| Name | Affiliation | |
|---|---|---|
| Sangyub Lee | Intelligence and Informatics Lab, Korea University, Seoul, South Korea & Korean National Police Agency |
yubii2@korea.ac.kr |
| Heedou Kim | Data Mining and Information Systems Lab, Korea University, Seoul, South Korea & Korean National Police Agency |
heedou123@korea.ac.kr |
| Hyuncheol Kim* | Intelligence and Informatics Lab, Korea University, Seoul, South Korea |
harrykim@korea.ac.kr |
- *: Corresponding Author
PAS (Police Action Scenario) is a dedicated framework for evaluating Large Language Models (LLMs) in real-world policing contexts.
Modern policing requires nuanced judgment and situational awareness—standard benchmarks alone are not sufficient. PAS introduces a scenario-based, multi-stage evaluation method designed specifically for policing tasks.

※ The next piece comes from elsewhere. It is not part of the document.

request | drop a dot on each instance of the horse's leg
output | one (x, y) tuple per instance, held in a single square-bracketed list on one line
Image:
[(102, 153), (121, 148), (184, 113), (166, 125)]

PAS defines LLM evaluation as a five-stage process:
-
S: Police Action Scenarios
Situation-driven tasks reflecting real-world policing needs. -
R: Reference Responses
Expert-crafted gold answers created with input from law enforcement professionals. -
G: Response Generation
LLM-generated outputs based on the given scenarios. -
M: Core Evaluation Metrics
Task-relevant metrics and evaluation methodologies tailored for public safety applications. -
P: Policing LLM Performance Evaluation
Final assessment of the LLM’s effectiveness, accuracy, and fitness for deployment in policing.
Formally expressed as:
E_police = f(S, R, G, M, P)
PAS fills the gap in evaluating LLMs for law enforcement by combining structured scenarios, expert benchmarks, and targeted metrics.